Memories of Murder explores how South Korean cops weren’t only finding it difficult to adjust their ways of thinking to modern murder cases, they were hindered by a lack of technology. A telling moment in the screenplay about the limits of South Korean murder investigations at the time of the murders involves DNA. When the police are excited to finally have a DNA sample from a crime scene they can compare against samples taken from possible suspects, they’re quickly disappointed to learn their country doesn’t have the capabilities to analyze the samples themselves.They’re forced to send the samples to America— not only can they not do the tests themselves, they have to wait weeks or more for the results. Most of the investigation was troubled by the police and their fallible methods, yet Bong’s screenplay doesn’t stray from making the audience wonder what could have been were the appropriate technology available to police at the time. A climactic scene sees Seo on the precipice of becoming the same kind of cop as Park or Cho, allowing the case to skew his own morality. Park arrives at the same moment with the DNA analysis received from America. The results dash Seo’s last hopes of confirming the murderer, and he decides to believe solely in what instinct tells him. Seo tries to shoot the suspect, and Park stops him. Regardless of all the scenes depicting police incompetence, this one tragically illustrates the limitations South Korean inspectors faced, and the extent to which they were pushed when faced with their own inability to solve the murders.

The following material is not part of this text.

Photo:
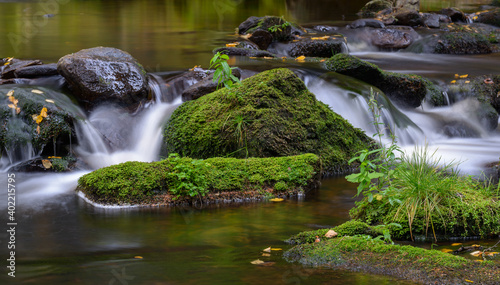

The power in Memories of Murder comes from watching the frustration of the inspectors working the case, which becomes the audience’s frustration. Inspectors Park and Seo are the focus of the screenplay, and though they represent a dichotomy of outdated policing versus modern forensic investigation they eventually come to share the same struggle of wanting to catch a horrific murderer and rapist. The real Hwaseong murders have not yet been solved as of this writing in 2018. In 2003, Bong’s film premiered, and one year later a new murder occurred in Hwaseong bearing similarities to the original killings— this murder also remains unsolved. Like Inspector Park, who cannot let go of the case, so is the actual city of Hwaseong gripped by a fear of the killer’s return. Whenever women in the city go missing or turn up murdered, people automatically, perhaps even unconsciously, think of those ten women whose lives were viciously ended between 1986 and 1991. There will come a time, as in the Zodiac Killer case, when this murderer will be either too old to kill or presumed dead. Until that day, the people of Hwaseong will wonder if he’s out there somewhere, waiting for his next chance to take a victim.